For the past several weeks, this column’s major theme has revolved around international trade. First, we explored the importance of exports relating to management of total meat supplies. The key take-home in that column is that expanded production highlights the importance of greater access to international markets; any slowdown in exports potentially results in bigger supply within the domestic market.
Then we discussed the recent USDA announcement regarding the new trade status with Brazil. That discussion noted that Brazil will be operating under the Tariff Rate Quota (TRQ) outside of country-specific agreements such as we have with Canada and Mexico. As such, Brazilian imports will fall under a quota limit shared with other countries of 64.8 million tons. And under that quota system, access to U.S. markets is on a first-come, first-served basis for countries lacking a specific agreement with the U.S.

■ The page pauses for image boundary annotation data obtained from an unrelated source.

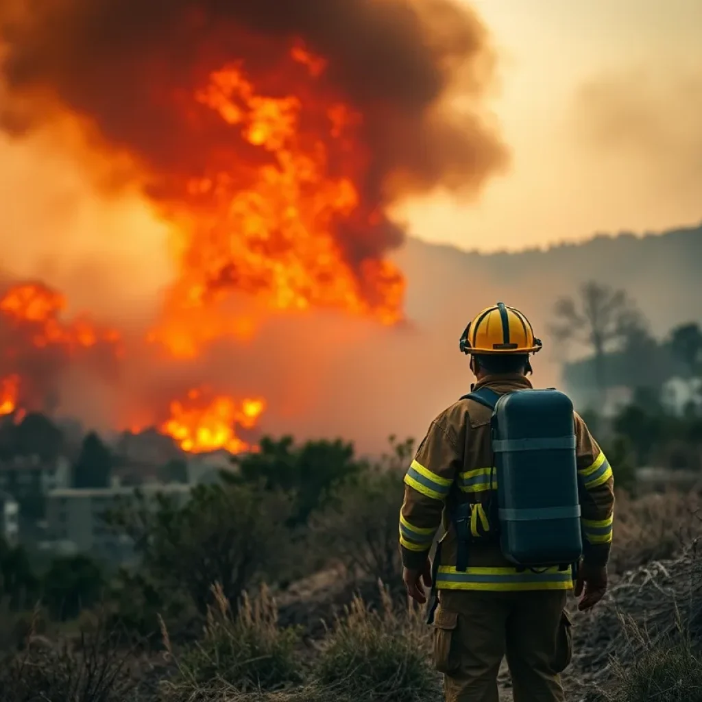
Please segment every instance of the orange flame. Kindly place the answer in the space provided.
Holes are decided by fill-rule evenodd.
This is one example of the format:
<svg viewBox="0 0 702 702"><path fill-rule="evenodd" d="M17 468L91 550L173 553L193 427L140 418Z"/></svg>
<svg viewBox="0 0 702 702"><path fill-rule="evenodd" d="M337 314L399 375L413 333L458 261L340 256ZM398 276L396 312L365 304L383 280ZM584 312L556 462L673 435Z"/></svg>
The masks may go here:
<svg viewBox="0 0 702 702"><path fill-rule="evenodd" d="M12 414L20 396L20 376L16 373L0 378L0 416Z"/></svg>
<svg viewBox="0 0 702 702"><path fill-rule="evenodd" d="M180 271L149 338L171 355L192 357L208 341L251 338L253 319L223 311L230 289L274 310L337 307L387 324L402 318L398 269L370 257L352 263L339 241L340 227L372 238L387 223L359 191L371 160L362 115L320 82L325 68L296 42L279 78L272 84L262 77L266 88L239 62L196 92L191 119L226 136L210 145L201 176L188 178L164 206L176 223ZM294 93L279 94L282 85Z"/></svg>
<svg viewBox="0 0 702 702"><path fill-rule="evenodd" d="M37 348L60 345L70 352L100 342L119 344L119 332L99 329L86 317L62 322L60 315L65 307L62 295L41 283L21 283L0 298L0 312L15 324L31 329L31 341Z"/></svg>
<svg viewBox="0 0 702 702"><path fill-rule="evenodd" d="M159 428L183 451L203 453L225 449L232 453L255 451L256 446L237 435L237 429L253 428L265 409L261 399L237 403L225 395L204 389L190 390L184 402L171 403L171 418Z"/></svg>

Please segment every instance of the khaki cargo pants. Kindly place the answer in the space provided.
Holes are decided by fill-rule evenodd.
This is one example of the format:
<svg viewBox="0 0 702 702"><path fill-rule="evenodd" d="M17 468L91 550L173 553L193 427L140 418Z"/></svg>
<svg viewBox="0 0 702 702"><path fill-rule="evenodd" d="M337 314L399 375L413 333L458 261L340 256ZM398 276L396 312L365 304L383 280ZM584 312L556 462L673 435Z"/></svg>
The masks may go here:
<svg viewBox="0 0 702 702"><path fill-rule="evenodd" d="M570 663L567 590L442 590L434 661L446 702L498 702L505 656L515 702L564 702L559 673Z"/></svg>

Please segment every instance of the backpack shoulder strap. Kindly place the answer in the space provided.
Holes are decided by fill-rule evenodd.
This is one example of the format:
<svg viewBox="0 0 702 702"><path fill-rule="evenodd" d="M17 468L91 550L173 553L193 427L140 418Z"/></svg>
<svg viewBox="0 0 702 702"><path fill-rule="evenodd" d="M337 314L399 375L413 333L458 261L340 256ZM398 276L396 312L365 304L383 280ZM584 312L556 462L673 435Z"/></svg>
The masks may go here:
<svg viewBox="0 0 702 702"><path fill-rule="evenodd" d="M489 388L483 387L463 395L461 399L472 399L474 402L477 402L478 404L482 404L489 409L494 410L495 405L497 404L497 401L501 397L494 390L490 390Z"/></svg>

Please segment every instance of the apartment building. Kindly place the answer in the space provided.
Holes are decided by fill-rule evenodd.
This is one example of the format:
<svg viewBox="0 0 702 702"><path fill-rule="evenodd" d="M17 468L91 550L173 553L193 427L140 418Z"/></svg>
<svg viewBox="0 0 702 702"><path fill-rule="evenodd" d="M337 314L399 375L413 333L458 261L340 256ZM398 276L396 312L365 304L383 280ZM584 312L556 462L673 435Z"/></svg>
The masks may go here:
<svg viewBox="0 0 702 702"><path fill-rule="evenodd" d="M20 504L7 492L0 492L0 539L11 546L20 537Z"/></svg>
<svg viewBox="0 0 702 702"><path fill-rule="evenodd" d="M105 513L128 505L138 493L151 504L164 495L182 506L190 499L190 486L180 484L51 490L46 496L46 536L63 550L121 562L131 557L132 545L128 538L107 526Z"/></svg>
<svg viewBox="0 0 702 702"><path fill-rule="evenodd" d="M43 461L38 456L16 456L0 461L0 491L22 501L51 490L67 488L71 481L71 463L59 456Z"/></svg>

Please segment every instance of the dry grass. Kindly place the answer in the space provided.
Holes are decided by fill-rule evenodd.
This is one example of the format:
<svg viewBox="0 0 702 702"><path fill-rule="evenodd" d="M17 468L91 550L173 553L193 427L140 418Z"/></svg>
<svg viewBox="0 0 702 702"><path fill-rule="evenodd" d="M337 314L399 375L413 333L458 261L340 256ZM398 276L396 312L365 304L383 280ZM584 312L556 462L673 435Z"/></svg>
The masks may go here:
<svg viewBox="0 0 702 702"><path fill-rule="evenodd" d="M652 640L630 620L622 625L640 651L625 663L615 658L611 682L591 696L597 702L699 702L702 700L702 659L698 647L678 621L677 637Z"/></svg>
<svg viewBox="0 0 702 702"><path fill-rule="evenodd" d="M423 616L398 613L382 588L383 607L357 598L324 642L316 666L320 687L357 702L430 702L440 697Z"/></svg>
<svg viewBox="0 0 702 702"><path fill-rule="evenodd" d="M25 650L0 661L0 701L130 702L138 690L130 661L103 629L58 643L30 630Z"/></svg>
<svg viewBox="0 0 702 702"><path fill-rule="evenodd" d="M215 604L207 612L201 640L180 653L174 651L163 627L164 643L177 668L167 682L171 697L199 698L214 694L274 690L302 682L300 637L292 628L278 626L278 609L263 588L253 599L244 596L232 614L220 588L213 588Z"/></svg>
<svg viewBox="0 0 702 702"><path fill-rule="evenodd" d="M680 555L702 536L702 497L670 491L634 499L617 494L611 575Z"/></svg>

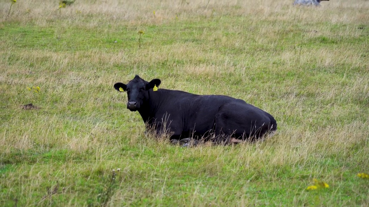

Stated another way, 64.8 million tons is equivalent to 129.61 million pounds annually – or about 10.8 million pounds on a monthly basis. With that in mind, this week’s illustration highlights 12-month moving averages for both imports and exports through June 2016.
Based on the moving average, year-over-year, monthly imports are down nearly 27 million pounds (9%) versus this same time last year. Meanwhile, the same comparison indicates exports are down only 13.8 million pounds (7%) versus 2015. Viewed from the broader perspective, if the total quota under which Brazil will ship product was filled on a monthly basis, it would represent only about 4% of total imports (TRQ = 10.8 million pounds vs. total imports averaging 260 million pounds).
Therefore, quantitatively speaking, the direct economic effect of additional supply from Brazil will likely be limited even at the highest rate of quota fulfillment. The bigger concern comes from a qualitative standpoint.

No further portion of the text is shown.